Suddenly, it has been 10 years.
That's an amazing realization when you remember how it was back then. Calendars still counted off days, our eyes told us this. Clocks still ticked off seconds; intellectually, we knew. But time -- I would have sworn this in a court of law -- did not move.
I remember, in those awful days of aftermath, asking my colleague Dave Barry, then the Miami Herald's humor columnist, if he thought he would ever write jokes again. "For the last week," he told me, "I haven't even tried to write anything funny, and for a while I thought maybe I never would, or should."

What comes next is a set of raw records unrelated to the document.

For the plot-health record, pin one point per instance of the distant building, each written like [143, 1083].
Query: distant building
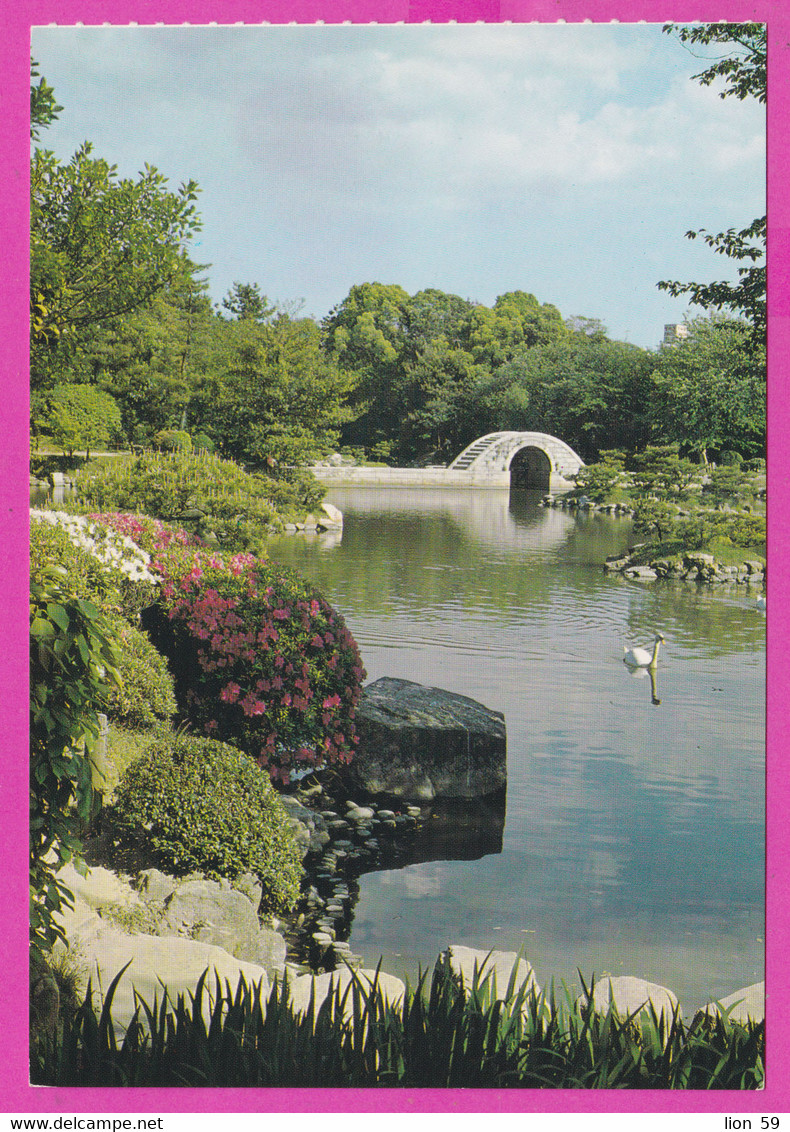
[675, 333]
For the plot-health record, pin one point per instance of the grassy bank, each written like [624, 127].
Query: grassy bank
[438, 1035]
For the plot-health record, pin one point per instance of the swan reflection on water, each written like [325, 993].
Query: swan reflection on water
[640, 672]
[642, 662]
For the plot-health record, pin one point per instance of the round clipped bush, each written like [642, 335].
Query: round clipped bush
[202, 805]
[146, 694]
[96, 562]
[260, 659]
[213, 497]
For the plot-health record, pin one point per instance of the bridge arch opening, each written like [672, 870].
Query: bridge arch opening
[531, 468]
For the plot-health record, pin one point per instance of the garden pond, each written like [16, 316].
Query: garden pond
[633, 837]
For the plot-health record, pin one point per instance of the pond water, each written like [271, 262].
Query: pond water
[634, 830]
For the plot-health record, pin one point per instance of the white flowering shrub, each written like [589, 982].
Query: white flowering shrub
[113, 550]
[101, 564]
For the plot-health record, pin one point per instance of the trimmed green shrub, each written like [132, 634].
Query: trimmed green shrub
[172, 439]
[202, 440]
[73, 668]
[730, 459]
[259, 657]
[199, 804]
[146, 694]
[209, 496]
[96, 562]
[438, 1037]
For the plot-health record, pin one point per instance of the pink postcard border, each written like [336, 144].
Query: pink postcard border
[16, 1096]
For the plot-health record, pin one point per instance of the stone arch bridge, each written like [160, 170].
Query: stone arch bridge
[497, 460]
[526, 459]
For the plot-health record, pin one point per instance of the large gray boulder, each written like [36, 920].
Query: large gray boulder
[217, 915]
[745, 1005]
[630, 995]
[308, 828]
[420, 744]
[498, 968]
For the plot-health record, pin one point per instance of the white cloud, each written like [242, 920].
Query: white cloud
[475, 159]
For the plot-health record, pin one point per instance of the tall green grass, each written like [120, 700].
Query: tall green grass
[440, 1035]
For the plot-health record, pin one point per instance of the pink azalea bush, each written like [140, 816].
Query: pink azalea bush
[260, 658]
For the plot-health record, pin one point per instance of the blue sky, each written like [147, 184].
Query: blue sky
[563, 160]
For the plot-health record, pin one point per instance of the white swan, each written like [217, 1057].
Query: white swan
[642, 658]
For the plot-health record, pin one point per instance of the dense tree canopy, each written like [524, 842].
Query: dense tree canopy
[709, 391]
[101, 247]
[743, 71]
[121, 315]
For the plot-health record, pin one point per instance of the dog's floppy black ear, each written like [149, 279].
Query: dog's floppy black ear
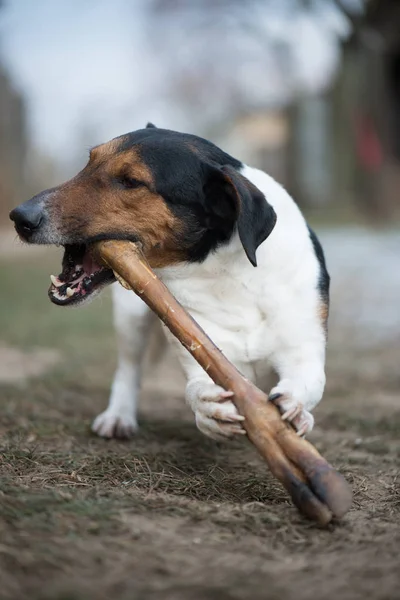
[232, 195]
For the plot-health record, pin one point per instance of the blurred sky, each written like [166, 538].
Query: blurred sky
[89, 73]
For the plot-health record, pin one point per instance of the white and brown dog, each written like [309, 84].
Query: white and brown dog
[205, 221]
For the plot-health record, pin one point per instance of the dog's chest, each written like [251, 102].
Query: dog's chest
[232, 309]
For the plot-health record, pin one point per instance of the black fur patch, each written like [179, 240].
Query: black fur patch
[203, 187]
[324, 278]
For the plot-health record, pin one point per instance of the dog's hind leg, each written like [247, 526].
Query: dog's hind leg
[131, 319]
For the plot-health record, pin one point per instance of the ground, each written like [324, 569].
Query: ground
[171, 514]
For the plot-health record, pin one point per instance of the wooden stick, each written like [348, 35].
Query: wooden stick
[319, 491]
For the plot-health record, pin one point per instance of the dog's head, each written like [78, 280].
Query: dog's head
[178, 195]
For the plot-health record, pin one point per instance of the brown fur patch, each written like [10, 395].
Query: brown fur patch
[93, 204]
[323, 312]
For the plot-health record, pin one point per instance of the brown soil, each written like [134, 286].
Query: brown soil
[173, 515]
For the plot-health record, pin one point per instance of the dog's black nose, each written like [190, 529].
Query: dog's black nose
[27, 218]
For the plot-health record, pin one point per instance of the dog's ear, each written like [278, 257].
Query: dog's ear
[232, 198]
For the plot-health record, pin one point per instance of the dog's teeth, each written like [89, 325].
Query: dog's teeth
[54, 281]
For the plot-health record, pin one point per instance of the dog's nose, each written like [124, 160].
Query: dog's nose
[27, 218]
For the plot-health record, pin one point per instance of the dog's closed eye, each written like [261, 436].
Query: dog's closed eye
[129, 182]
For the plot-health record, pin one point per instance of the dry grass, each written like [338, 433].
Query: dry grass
[171, 514]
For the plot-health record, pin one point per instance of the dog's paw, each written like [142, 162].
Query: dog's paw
[292, 410]
[110, 424]
[216, 416]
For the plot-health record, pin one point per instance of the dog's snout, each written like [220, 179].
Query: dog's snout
[27, 218]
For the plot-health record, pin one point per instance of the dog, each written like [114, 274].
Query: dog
[228, 241]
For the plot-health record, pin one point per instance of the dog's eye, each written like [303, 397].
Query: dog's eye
[129, 182]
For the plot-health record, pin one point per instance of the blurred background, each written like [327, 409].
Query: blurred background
[308, 90]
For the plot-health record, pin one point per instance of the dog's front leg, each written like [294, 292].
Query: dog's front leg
[215, 414]
[131, 318]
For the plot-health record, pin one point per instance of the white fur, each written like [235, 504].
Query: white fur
[259, 317]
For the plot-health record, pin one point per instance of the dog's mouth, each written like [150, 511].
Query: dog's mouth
[80, 279]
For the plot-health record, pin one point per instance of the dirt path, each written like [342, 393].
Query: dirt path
[171, 515]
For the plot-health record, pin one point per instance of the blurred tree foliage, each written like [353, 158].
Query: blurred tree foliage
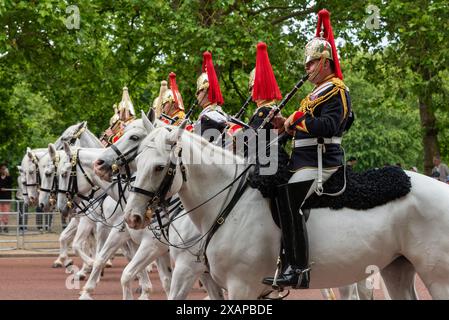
[55, 74]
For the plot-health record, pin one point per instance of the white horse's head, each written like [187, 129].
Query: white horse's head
[30, 168]
[75, 181]
[124, 150]
[64, 173]
[155, 162]
[21, 183]
[48, 167]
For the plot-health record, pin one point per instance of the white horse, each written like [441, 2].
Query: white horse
[40, 162]
[343, 242]
[124, 153]
[150, 248]
[112, 217]
[187, 269]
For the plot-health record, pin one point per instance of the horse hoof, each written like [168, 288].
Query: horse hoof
[81, 276]
[144, 296]
[85, 296]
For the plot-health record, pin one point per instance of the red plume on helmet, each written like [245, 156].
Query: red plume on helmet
[325, 21]
[265, 85]
[175, 90]
[214, 87]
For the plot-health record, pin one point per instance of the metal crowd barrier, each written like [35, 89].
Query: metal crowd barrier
[28, 229]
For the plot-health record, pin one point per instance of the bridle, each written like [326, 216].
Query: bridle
[72, 188]
[35, 161]
[158, 197]
[122, 159]
[54, 187]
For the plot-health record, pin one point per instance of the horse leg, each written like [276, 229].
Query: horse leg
[130, 249]
[81, 239]
[213, 289]
[67, 235]
[101, 237]
[113, 242]
[183, 278]
[148, 250]
[165, 271]
[399, 279]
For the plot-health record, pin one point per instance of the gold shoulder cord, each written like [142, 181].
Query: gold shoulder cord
[308, 106]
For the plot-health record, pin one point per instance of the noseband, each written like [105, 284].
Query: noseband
[37, 184]
[54, 187]
[121, 159]
[158, 197]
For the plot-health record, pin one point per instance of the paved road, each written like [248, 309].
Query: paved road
[32, 278]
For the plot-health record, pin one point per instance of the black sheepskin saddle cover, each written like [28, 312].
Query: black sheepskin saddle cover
[364, 190]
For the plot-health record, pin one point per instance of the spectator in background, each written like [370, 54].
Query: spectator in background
[352, 161]
[5, 206]
[440, 170]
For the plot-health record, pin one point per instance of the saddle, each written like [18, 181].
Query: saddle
[364, 190]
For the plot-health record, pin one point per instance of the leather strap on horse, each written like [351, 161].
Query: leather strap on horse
[243, 184]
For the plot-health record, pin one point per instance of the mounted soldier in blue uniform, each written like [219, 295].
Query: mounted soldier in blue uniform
[317, 128]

He had it, we all had it, that sense of being stuck, unable to find your way back to the life you had lived before. I wrote 10 columns in a row about the horror I had seen, the planes crashing, the lives lost, the buildings melting, the people covered in dust. Finally, I had to force myself to write a column about something else, had to force myself to care about something that was not terror. That lasted one column. Then I went right back to what was now the norm. I was all terror all the time.

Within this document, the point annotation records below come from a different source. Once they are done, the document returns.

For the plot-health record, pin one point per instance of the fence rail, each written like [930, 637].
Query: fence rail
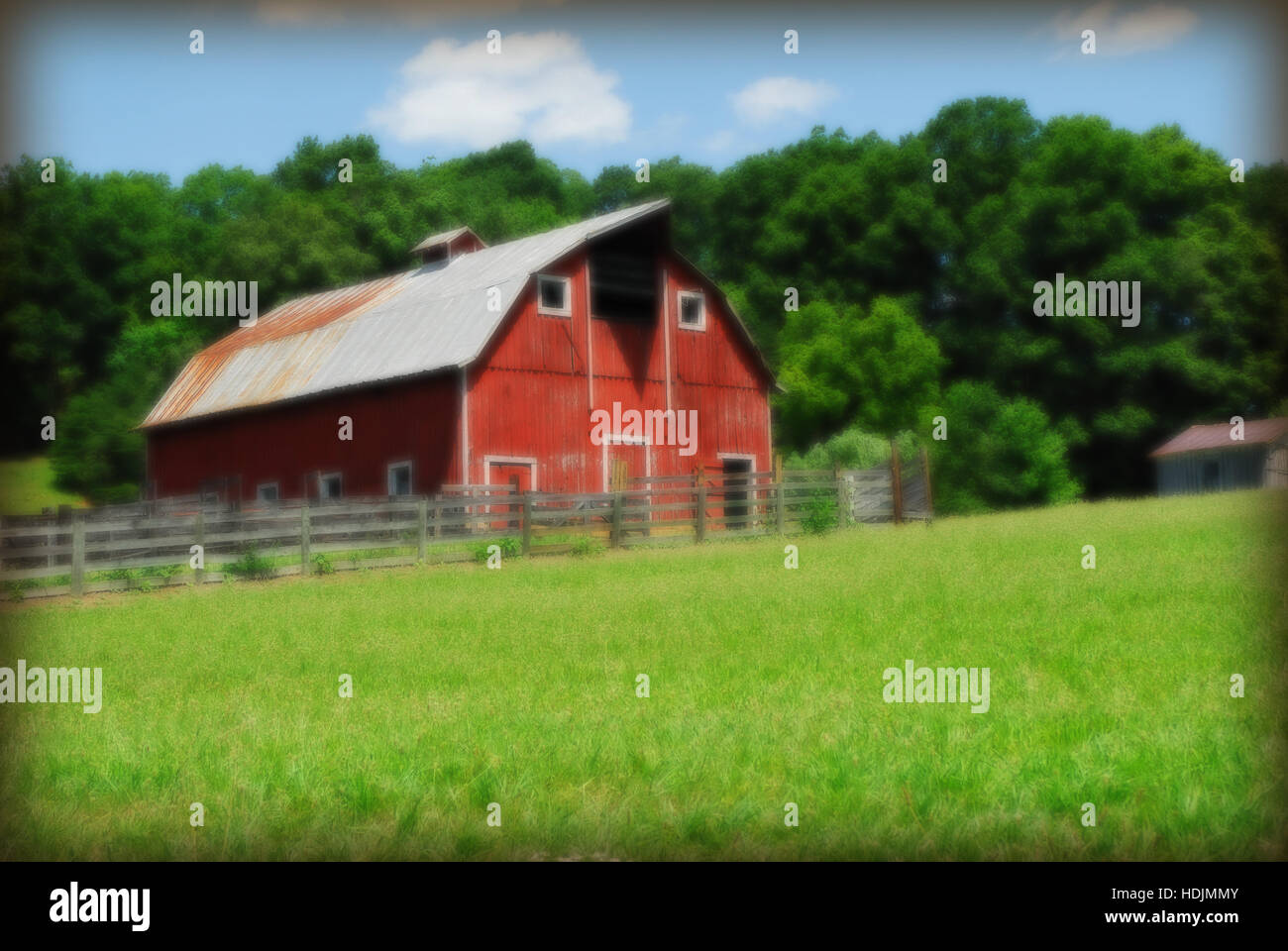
[194, 540]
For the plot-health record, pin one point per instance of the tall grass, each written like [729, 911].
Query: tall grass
[519, 687]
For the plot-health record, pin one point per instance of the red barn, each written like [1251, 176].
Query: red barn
[482, 367]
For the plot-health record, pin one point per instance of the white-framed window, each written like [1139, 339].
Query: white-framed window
[692, 309]
[399, 478]
[330, 484]
[554, 295]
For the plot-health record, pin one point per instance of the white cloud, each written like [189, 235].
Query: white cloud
[780, 97]
[541, 86]
[1154, 27]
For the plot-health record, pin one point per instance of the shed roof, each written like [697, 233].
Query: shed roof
[445, 238]
[1218, 436]
[410, 324]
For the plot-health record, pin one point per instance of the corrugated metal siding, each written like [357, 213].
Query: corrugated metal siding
[1216, 436]
[1214, 471]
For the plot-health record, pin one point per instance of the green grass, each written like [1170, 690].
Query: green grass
[27, 486]
[518, 687]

Now, somehow, that moment is a decade past. In measuring the distance, perhaps it is enough to note that today's college freshman was a third grader then. Thus do the clock and the calendar do their work. Thus do today's terrors become tomorrow's memories. Thus does news become history.

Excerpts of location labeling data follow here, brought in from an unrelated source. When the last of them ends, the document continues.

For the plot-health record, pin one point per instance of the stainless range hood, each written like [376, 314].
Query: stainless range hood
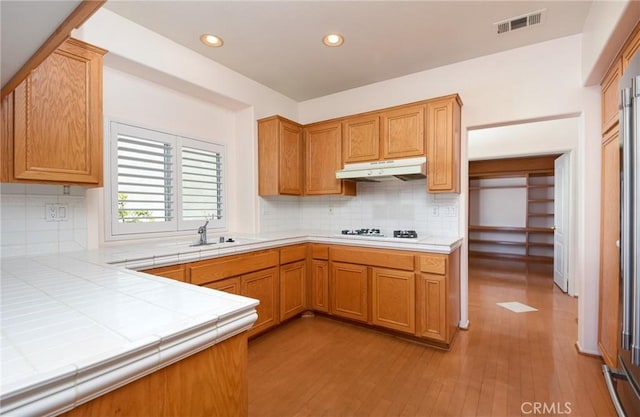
[397, 169]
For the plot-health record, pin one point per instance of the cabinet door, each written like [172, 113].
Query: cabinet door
[230, 285]
[610, 96]
[176, 272]
[292, 289]
[323, 158]
[393, 299]
[58, 118]
[263, 286]
[320, 285]
[443, 145]
[403, 132]
[608, 334]
[349, 291]
[290, 159]
[431, 309]
[361, 139]
[6, 139]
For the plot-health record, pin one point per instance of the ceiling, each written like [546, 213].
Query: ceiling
[278, 43]
[24, 27]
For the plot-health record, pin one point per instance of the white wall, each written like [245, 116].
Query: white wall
[25, 230]
[389, 206]
[134, 48]
[534, 138]
[608, 23]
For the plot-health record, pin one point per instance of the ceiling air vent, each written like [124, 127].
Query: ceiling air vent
[520, 22]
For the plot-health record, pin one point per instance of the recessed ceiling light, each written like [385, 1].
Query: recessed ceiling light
[211, 40]
[333, 39]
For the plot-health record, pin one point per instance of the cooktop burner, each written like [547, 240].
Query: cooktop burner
[402, 234]
[363, 232]
[405, 234]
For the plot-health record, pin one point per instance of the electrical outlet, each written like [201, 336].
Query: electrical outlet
[51, 212]
[63, 211]
[450, 211]
[56, 212]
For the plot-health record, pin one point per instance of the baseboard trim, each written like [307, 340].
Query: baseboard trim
[581, 351]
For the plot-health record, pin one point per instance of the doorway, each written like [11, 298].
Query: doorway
[531, 188]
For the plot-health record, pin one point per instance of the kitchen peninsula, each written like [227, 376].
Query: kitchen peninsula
[100, 325]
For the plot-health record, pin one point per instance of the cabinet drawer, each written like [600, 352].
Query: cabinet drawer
[320, 252]
[214, 270]
[293, 253]
[374, 257]
[434, 264]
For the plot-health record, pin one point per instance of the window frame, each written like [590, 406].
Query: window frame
[115, 230]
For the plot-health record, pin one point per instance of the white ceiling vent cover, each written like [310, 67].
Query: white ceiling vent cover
[520, 22]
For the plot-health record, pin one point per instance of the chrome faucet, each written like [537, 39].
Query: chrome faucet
[202, 231]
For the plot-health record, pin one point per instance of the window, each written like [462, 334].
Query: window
[163, 183]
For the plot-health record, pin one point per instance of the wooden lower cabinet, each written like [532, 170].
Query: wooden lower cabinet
[212, 382]
[431, 313]
[393, 299]
[263, 286]
[349, 293]
[293, 282]
[608, 329]
[438, 297]
[320, 285]
[410, 292]
[230, 285]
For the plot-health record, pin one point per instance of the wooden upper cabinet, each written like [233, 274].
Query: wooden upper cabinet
[323, 151]
[610, 96]
[361, 138]
[280, 157]
[57, 120]
[403, 132]
[443, 144]
[630, 48]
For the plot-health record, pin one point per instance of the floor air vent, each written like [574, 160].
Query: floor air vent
[520, 22]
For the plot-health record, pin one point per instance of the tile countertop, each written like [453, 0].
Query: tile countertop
[79, 324]
[173, 251]
[73, 330]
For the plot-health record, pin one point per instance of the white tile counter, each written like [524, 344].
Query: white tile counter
[79, 324]
[166, 252]
[73, 330]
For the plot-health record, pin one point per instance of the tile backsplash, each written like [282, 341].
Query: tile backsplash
[385, 205]
[24, 227]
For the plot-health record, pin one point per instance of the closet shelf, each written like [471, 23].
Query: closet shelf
[497, 242]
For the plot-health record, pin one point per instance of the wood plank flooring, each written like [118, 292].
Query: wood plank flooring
[504, 364]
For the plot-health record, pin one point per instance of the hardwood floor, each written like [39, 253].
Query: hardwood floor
[502, 366]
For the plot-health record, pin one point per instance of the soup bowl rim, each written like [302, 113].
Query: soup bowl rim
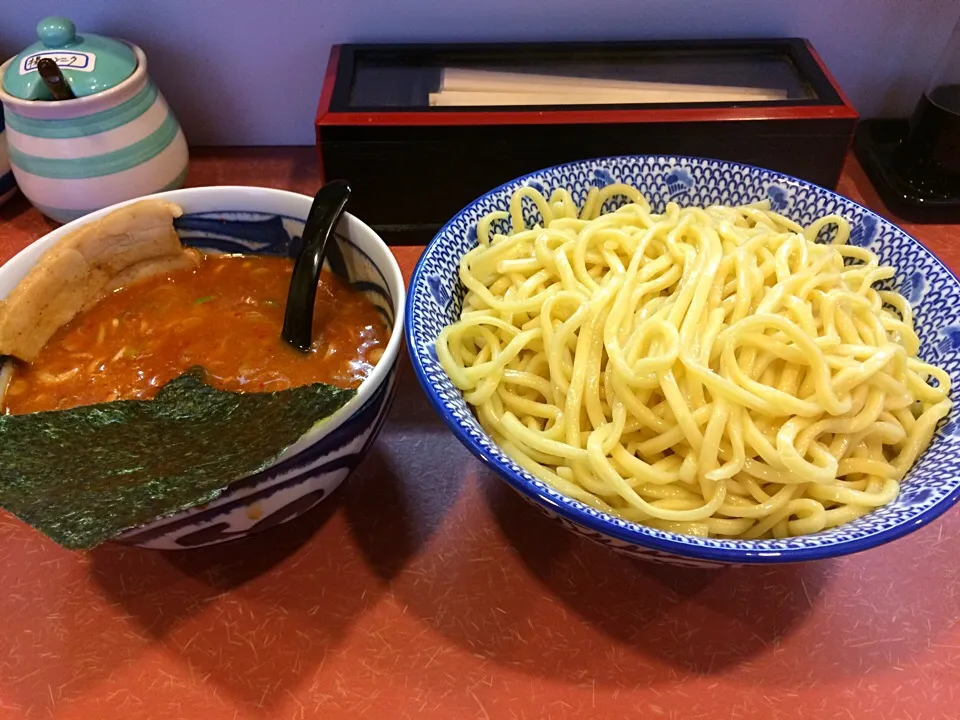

And I find myself remembering how I used to torture ants as a child, the happy hours I spent flooding their nests with water, watching them grab their larvae and run for safety.
The thing that struck me, that earned my childish wonder and respect, was that they always came back. Destroy their world a hundred times, they would build it a hundred and one.
There is something of that in human beings. Indeed, it may be some of the best of what is in us. Call it stubbornness, call it resilience, call it faith, but we always defy the random cruelties of life, always dig ourselves out, bury our dead, mourn our losses, rebuild, find a way to move forward.
We did it when fire burned down Chicago, when an earthquake leveled San Francisco, when broken levees drowned New Orleans.
And we did it when terror astonished and devastated us on Sept. 11, 2001.
Granted, we emerged from that crucible changed in ominous ways. We find ourselves at war on three fronts, government more secretive and invasive than it has been in years. We are running a prison beyond the reach of habeas corpus on the island of Cuba. The government may not let you fly and will not tell you why.
Yes, Osama bin Laden is dead, and experts tell us the terror group he led is weakened and may soon follow. But terrorism itself remains alive and well, as does a fervent bigotry against Muslims that has seeped into the mainstream of American political thought where it exhibits itself with a shamelessness that once would have been unthinkable.
So there is reason to be concerned at the place to which we have moved. But, having felt stuck inside a nightmare, I know there is also reason to be grateful we moved at all, that clock and calendar did their work and that there resides in us the stubborn resilience of ants.
It felt as if we might never go forward from that moment. But we did.